Schiedsrichter sprechen eine andere Sprache als Trainer, sie nutzen oft kurze Gesten anstatt Worte, denn das Spiel soll ja weitergehen. Und durch die andere Sprache verstehen sich die Beteiligten leider nicht immer und es entstehen Konflikte. Es bedarf guter Kommunikation und Verständnis für die Perspektive des Gegenüber. Hinzu kommt, dass es keine Zieldeckung gibt.
Keine Zieldeckung?
Die beiden Trainer möchten jeweils das Spiel gewinnen, den Schiedsrichtern ist es egal, wer das Spiel gewinnt. Der Schiedsrichter will einfach fehlerfrei pfeifen. Der höchstmögliche Wert ist Neutralität. Im Volksmund werden Schiedsrichter oft genug als Unparteiische bezeichnet und das trifft es ganz gut.
Was folgt daraus für eine Empfehlung an die Trainer?

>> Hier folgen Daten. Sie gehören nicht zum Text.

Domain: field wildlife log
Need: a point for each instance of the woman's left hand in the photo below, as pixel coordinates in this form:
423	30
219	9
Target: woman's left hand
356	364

Wir kommen einen Schritt weiter, wenn die Trainer zu einem Perspektivwechsel bereit sind; wenn sie in der Lage sind, die Rollen-Perspektive des Schiedsrichters einzunehmen und mit seiner Brille die Spielleitung oder auch einzelne Entscheidung zu betrachten. Dazu kann es, ganz wörtlich betrachtet, auch gehören, sich die räumliche Perspektive bewusst zu machen. Der Schiedsrichter hat in der Regel eine ganz andere Position als der Trainer, einen anderen Blickwinkel, aus der er die Aktion bewertet. Als Trainer muss in der Lage sein, dies zu akzeptieren.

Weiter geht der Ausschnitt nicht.